New York Times Book Review reviews Richard Grayson's I SURVIVED CARACAS TRAFFIC


This Sunday's New York Times Book Review contains a review of Richard Grayson's I Survived Caracas Traffic:

The New York Times Book Review

Sunday, March 17, 1996

Page 20


Books in Brief

FICTION & POETRY

_____________________

I SURVIVED CARACAS TRAFFIC

Stories From the Me Decades.

By Richard Grayson.

Avisson Press, 3007 Taliaferro Roa,

Greensboro,N.C. 27408, $21.


The scrambled nature of things and events isn't what gets your attention in Richard Grayson's new book of short stories. No, it's the incessant familiarity of the writer's secret self that makes his world entertaining and bizarre. The latest in a line of oddball collections with names like "With Hitler in New York" and "I Brake for Delmore Schwartz," "I Survived Caracas Traffic" features stories that are thickly populated with accident-prone people. One piece portrays a man whose great-great-grandfather made a liverwurst sandwich for the surgeon and medical researcher Walter Reed. (Reed died, but not from the sandwich.) Another has its protagonist slouching around a Brooklyn apartment with the Pope, who suggests they go out for a beer: " 'Oh, I don't know, Your Holiness, I feel awfully guilty about not writing anything lately. . . .' 'Don't be like that,' he admonishes me. 'You know what a useless emotion guilt is.' " The dialogue is consistently, even ingeniously funny.

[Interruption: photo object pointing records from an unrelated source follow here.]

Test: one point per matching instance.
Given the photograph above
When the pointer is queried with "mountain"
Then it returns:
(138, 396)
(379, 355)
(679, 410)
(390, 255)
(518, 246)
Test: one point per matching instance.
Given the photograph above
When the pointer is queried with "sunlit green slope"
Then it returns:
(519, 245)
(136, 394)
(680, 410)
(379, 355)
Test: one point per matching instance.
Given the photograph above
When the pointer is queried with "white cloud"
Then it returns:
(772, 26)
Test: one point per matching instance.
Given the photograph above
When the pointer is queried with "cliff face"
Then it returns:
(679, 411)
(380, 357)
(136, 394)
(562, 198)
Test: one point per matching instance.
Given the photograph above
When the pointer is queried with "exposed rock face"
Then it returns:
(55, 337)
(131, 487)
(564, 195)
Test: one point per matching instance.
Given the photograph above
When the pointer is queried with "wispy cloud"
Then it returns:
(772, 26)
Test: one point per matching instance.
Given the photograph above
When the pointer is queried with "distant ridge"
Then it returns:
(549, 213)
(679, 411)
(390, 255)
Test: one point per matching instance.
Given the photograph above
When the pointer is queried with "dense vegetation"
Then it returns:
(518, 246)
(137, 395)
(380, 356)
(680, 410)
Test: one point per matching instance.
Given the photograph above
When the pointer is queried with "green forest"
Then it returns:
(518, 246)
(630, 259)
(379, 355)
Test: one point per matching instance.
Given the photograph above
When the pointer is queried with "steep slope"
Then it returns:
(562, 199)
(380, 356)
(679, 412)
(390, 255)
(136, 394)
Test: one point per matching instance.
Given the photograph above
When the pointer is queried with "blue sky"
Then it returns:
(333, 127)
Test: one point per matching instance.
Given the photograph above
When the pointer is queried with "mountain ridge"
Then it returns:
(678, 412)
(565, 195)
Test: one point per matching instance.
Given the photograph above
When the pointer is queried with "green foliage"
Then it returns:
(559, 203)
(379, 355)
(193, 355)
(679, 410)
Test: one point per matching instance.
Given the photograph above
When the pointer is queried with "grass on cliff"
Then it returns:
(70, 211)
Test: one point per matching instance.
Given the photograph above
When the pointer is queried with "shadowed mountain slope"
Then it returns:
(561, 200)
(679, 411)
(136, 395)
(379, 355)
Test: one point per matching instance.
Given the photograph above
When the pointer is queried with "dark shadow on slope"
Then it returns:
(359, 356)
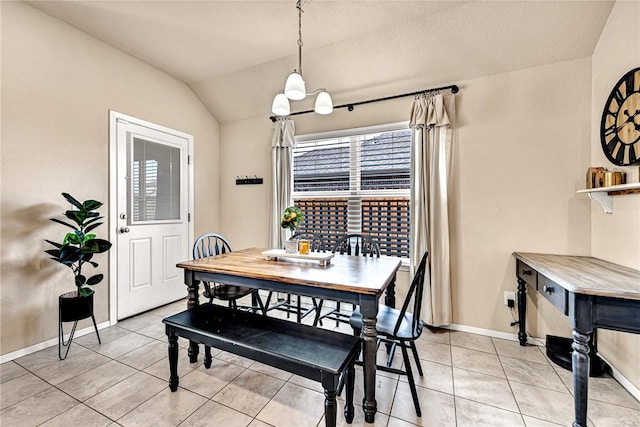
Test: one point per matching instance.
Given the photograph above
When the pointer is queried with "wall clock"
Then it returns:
(620, 125)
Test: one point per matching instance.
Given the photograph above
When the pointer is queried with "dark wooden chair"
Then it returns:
(316, 244)
(400, 328)
(212, 244)
(354, 245)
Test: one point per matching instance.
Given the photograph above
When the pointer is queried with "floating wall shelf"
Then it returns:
(604, 195)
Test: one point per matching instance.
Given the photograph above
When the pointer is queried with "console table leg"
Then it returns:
(193, 291)
(581, 366)
(173, 362)
(369, 334)
(522, 312)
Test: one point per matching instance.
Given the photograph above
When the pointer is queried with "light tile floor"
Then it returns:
(470, 380)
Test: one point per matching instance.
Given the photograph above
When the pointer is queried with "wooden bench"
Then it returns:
(313, 353)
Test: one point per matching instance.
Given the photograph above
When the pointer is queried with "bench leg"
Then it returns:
(350, 378)
(330, 384)
(207, 356)
(173, 362)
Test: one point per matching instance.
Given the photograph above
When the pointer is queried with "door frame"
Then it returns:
(114, 116)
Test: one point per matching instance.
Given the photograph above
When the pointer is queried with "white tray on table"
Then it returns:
(322, 257)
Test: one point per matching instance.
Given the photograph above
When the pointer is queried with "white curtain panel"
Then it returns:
(431, 121)
(281, 177)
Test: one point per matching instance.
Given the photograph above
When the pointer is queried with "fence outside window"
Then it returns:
(358, 183)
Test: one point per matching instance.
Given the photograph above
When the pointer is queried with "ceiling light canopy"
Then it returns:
(295, 88)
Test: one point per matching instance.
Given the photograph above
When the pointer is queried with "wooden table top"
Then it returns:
(586, 275)
(346, 273)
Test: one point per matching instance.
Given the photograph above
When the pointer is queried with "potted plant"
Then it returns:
(291, 220)
(77, 252)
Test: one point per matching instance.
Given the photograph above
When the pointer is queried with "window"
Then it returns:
(356, 181)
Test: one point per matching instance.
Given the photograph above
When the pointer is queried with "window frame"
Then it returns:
(357, 194)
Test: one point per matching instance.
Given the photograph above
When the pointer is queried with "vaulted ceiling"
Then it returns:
(236, 55)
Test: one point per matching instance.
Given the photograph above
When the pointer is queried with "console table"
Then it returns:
(594, 294)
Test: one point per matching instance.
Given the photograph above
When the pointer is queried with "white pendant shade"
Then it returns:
(324, 104)
(294, 88)
(280, 106)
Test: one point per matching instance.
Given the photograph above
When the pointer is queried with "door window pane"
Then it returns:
(155, 182)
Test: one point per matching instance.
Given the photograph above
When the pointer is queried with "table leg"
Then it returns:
(369, 310)
(581, 316)
(390, 301)
(193, 290)
(522, 312)
(581, 366)
(390, 295)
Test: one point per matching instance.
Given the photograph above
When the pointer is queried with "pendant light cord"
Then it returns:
(299, 7)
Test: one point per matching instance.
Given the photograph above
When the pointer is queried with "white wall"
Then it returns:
(58, 85)
(616, 237)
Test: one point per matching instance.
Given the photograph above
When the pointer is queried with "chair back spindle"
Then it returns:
(416, 291)
(357, 245)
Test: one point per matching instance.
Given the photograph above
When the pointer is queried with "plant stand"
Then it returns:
(73, 308)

However, it's unsettling to find that you've polished off this entire batch of stories but can't remember exactly what they're about. Mr. Grayson excels at diverting the flow of action so nothing expected ever happens. But his results are inconclusive. This book is a perplexing piece of gadgetry: hard to come to grips with, not sturdy enough to make a good can opener for the conscience, far too bright and keenly made to flick casually away.